ユラ様は、自分の席に着くと書類を引き出しに入れた。すると、ヘルズさんとベガさんが机に向かう。
「「ユラ様、お久しぶりです。」」
「お久しぶり、二人には迷惑をかけてごめんね。」
ユラ様は、申し訳ない様子で2人に言っている。
「いいえ、気にしないでください。」
すると、新人がユラ様に近づく。
「何で、10年も留守にしたんですか!」
「おい、やめろタンタ!」
ユラ様は、真剣にヘルズさんを手で止めると言う。
「僕も、留守にはしたくなかった。でも、僕の立場がそれを許してくれなかった。皆には、とても迷惑をかけたと思う。それは、本当に申し訳ない。」
「立場って、侯爵のって事ですか?」
すると、シアン団長が机を拳で殴り言う。
「それは、詮索なんじゃないか?」
「でも、10年ですよ!」
タンタは、怒りを押さえられない様子で言う。
「だからどうした?」
「えっ…………」
「だから、どうしたって言ってるんだ?」
「団長が、どんなに苦労したか。」
すると、シアンは鼻で笑った。
「お前に、俺の何が分かるんだ?俺は、1度も苦労したと思った事は無いが。そもそも、自業自得で仕事が増えたのにユラに怒るのはお門違いだ。」
ユラ様は、ベガさんから資料を貰い筆を動かす。
「…………でも、納得できないです!」
「僕の種族は、神様なんだよ。しかも、高位の神で竜神だからさ。どうしても、何かあれば神様のお仕事や問題に巻き込まれてしまうんだよね。」
ユラ様は、筆を止めることもしないで言う。タンタは、シアン団長を見ているが頷かれるだけだ。
とにかく、お茶を入れて持っていこう。
「あっ、あの………」
「ん?」
うわぁ~、近くで見るとかなりのイケメンだ。
「その、お茶を入れて来ました。」
「ありがとう。」
そして、ユラ様は書類や資料をなおす。
「それにしても、会えるとは思わなかったよ。」
「へっ?」
すると、シアン団長もキョトンとしている。
「ノアは、元気にしているかな?」
まさか、さっき神様だって言ってたし………。
シアン団長が、動揺して僕を見ている。シアン団長は、名前は出してないけど、母が死んでいるのは言ってあった。ユラ様は、察したのだろう。
「そう、亡くなったのか………。」
少し、悲し気な表情で呟く。
「あの、母の師匠……ユラ様ですか。」
僕は、緊張した声で言う。
「そうだよ。君の、お爺ちゃんでもあるけど。」
すると、その場の人達がざわめく。
「どういう?」
「僕が、捨て子だったノアを養子にしたんだよ。でも、平民に恋をしてさ。自由に、生きて欲しくて養子から外したんだ。でも、僕からしたら縁は切れても大切な娘だよ。そして、娘の子供だから孫。」
ユラ様は、とても嬉しそうに優しい笑みを向ける。
「……………。」
戸惑いに、言葉が出てこない。聞きたい事が、沢山あった気がするけど何も思い浮かばない。
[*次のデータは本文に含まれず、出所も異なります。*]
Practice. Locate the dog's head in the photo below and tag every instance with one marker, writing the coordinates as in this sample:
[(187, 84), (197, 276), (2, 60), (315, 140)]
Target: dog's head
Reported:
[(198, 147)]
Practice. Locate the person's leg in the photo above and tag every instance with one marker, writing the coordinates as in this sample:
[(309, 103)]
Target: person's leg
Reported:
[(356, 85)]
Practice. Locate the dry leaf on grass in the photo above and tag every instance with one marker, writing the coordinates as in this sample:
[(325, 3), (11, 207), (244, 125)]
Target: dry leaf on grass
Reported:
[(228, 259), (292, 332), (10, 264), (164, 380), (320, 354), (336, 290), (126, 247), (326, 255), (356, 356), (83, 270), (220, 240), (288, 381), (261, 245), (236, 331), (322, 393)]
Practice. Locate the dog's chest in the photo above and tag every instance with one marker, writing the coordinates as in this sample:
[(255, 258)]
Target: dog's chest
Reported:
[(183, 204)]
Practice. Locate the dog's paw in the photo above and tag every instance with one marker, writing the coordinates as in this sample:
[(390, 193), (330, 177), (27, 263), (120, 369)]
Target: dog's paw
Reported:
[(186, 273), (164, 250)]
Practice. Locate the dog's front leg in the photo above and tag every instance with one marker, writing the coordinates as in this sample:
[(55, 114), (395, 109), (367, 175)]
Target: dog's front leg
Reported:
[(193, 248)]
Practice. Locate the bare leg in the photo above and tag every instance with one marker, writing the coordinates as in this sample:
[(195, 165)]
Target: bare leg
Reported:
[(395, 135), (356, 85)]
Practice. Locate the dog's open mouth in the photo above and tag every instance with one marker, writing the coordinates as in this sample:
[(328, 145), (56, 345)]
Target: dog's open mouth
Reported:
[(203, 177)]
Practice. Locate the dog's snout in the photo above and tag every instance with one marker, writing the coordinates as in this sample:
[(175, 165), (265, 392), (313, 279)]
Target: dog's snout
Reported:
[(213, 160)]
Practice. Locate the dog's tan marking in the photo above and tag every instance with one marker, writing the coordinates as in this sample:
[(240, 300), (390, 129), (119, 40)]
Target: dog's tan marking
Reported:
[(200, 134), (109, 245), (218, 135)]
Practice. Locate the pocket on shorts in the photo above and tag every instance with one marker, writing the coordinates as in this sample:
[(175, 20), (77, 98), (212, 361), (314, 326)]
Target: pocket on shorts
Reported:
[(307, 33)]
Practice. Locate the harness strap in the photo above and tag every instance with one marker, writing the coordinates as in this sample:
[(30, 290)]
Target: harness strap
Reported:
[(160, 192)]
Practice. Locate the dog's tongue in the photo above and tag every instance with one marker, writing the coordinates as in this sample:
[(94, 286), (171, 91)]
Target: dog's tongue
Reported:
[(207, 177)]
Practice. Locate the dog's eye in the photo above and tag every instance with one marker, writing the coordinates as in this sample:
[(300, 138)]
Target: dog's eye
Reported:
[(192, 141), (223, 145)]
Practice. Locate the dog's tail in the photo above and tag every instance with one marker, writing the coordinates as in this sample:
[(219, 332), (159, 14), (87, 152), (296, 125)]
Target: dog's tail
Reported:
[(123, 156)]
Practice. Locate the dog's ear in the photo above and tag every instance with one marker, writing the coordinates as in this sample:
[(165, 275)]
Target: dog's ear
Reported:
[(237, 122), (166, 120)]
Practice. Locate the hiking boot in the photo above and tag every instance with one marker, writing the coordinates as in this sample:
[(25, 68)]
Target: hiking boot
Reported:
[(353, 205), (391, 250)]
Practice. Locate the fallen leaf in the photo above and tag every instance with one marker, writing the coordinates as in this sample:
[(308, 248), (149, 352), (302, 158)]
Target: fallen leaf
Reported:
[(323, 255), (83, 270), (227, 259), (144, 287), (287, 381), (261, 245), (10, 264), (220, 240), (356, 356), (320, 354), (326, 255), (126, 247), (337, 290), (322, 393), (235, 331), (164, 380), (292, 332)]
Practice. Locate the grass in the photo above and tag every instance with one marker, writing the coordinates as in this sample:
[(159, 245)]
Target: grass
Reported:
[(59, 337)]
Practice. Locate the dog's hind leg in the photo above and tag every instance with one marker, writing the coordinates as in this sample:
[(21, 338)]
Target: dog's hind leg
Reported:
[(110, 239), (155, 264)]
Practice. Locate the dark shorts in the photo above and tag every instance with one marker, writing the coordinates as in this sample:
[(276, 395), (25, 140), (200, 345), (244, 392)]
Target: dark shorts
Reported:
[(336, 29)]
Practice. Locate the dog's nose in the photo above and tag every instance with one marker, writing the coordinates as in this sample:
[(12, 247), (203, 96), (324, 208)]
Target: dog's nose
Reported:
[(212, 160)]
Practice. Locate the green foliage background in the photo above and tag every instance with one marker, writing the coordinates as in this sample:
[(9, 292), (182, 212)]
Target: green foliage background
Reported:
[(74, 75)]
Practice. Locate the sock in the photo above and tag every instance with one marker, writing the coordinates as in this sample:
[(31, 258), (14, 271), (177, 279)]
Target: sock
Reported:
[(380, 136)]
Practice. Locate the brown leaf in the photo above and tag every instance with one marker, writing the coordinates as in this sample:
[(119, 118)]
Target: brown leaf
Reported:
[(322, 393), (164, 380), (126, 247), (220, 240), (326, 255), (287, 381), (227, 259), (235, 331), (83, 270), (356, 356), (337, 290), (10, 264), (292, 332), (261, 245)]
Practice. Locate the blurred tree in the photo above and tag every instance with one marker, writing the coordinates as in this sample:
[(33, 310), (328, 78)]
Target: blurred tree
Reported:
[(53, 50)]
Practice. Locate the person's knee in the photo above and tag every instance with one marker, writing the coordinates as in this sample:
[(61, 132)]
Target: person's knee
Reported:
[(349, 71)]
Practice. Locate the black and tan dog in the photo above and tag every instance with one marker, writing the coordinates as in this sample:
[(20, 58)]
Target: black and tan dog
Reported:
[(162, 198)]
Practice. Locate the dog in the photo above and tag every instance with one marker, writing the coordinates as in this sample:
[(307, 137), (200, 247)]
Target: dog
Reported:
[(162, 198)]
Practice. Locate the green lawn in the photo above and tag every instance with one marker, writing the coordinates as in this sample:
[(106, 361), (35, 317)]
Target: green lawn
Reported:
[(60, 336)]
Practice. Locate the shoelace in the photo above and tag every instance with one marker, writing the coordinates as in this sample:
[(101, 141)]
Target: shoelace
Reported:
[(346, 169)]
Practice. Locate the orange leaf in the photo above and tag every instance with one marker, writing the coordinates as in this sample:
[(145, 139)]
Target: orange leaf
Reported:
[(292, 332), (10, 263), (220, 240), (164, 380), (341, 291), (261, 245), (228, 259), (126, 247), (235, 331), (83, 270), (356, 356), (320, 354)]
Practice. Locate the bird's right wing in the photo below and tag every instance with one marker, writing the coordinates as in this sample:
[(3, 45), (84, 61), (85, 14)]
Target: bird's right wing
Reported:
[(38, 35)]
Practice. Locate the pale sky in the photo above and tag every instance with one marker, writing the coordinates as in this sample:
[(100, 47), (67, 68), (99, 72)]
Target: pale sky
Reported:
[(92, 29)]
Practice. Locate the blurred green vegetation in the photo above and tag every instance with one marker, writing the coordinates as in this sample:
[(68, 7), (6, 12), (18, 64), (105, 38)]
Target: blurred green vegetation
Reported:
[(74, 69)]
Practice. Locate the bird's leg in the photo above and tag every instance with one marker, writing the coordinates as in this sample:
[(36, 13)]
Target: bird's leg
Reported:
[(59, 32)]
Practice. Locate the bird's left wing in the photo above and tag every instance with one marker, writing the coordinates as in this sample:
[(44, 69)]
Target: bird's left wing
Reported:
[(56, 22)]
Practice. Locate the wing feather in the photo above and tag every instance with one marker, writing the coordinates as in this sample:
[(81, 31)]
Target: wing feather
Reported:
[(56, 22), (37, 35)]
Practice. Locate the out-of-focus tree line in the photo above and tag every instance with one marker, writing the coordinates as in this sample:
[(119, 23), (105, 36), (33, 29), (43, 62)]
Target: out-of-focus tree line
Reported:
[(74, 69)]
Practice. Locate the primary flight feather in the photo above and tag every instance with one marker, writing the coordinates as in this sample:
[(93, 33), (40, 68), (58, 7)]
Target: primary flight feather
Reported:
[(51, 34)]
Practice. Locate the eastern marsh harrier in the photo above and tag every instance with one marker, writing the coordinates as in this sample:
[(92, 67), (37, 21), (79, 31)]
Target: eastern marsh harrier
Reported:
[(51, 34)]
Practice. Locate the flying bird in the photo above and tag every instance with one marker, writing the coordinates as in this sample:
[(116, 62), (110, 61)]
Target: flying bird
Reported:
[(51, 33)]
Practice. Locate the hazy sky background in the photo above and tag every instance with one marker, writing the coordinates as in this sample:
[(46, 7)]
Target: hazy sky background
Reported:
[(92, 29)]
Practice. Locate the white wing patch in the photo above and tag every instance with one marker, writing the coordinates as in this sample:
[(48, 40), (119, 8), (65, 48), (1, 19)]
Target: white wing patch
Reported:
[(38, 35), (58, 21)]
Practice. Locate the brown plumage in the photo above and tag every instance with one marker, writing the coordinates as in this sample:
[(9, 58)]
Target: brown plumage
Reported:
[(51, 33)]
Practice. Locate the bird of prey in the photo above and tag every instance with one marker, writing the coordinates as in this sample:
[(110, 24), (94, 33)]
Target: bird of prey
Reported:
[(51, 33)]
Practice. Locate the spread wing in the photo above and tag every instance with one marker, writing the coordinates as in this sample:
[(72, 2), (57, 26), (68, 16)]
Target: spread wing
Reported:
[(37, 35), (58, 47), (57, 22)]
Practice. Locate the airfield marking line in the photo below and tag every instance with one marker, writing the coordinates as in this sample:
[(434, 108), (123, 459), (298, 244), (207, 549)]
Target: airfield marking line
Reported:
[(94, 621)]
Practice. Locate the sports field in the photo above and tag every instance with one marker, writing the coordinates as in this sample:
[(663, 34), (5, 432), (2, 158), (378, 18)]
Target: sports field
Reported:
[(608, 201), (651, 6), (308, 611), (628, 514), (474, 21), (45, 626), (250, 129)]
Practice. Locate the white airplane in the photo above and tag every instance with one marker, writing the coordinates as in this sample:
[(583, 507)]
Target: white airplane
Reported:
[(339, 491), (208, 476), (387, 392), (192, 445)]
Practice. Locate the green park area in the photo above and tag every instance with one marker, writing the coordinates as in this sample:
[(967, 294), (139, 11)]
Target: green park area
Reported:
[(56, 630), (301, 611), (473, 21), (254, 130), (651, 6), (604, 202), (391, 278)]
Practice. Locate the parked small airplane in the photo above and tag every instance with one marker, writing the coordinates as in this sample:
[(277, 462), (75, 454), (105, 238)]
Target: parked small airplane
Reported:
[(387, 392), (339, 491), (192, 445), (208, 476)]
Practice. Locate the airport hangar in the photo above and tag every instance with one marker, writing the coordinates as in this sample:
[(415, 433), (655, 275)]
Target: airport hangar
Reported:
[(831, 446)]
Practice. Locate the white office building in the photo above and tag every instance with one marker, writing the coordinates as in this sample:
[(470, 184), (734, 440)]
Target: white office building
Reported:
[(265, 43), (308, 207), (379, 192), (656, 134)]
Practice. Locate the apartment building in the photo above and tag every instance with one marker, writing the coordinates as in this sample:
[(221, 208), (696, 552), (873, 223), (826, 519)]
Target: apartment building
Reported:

思わず、言葉に出来ない思いが涙になって溢れてくる。やっと、見つけた……たった一人の家族。
「おやおや。シアン、少しだけ席を外すよ。」
「そうだな、泣かしたんだしどうにかしろ。」
シアンは、優しく笑って頷く。
「えっ!?これって、僕が泣かしたの!?」
ユラ様は、僕の肩を押して休憩室に入った。
「何か、申し訳ありません………。」
「良いよ、気にしないで。」
そう言って、ユラ様はハンカチを渡してくれた。
「あの、ユラ様………。」
「ん?」
「今年から、医療班に入りました。その、よろしくお願いいたします。私も、頑張ります。」
「はぁ……、硬いよ。そうだ、君の父親は?」
ユラ様は、ため息を吐き出し話題を変える。
「僕が、幼い頃に死にました。」
「そう、今までどう生活してたの?」
「少しも、遺産があったので。」
何か、心配させてしまったみたいだ。
「そう、何かあれば相談にのるからね。」
たぶん、何かあっても僕はこの人を頼らない。いいや、頼れない。何か、そんな気がするなぁ。
「はい、ありがとうございます。」
ちなみに、ユラは直感的にそれを感じていた。それは、別の話で触れるのでスルー。
「じゃあ、イリニ仕事に戻ろうか。」
僕は、笑ってユラ様を追いかけた。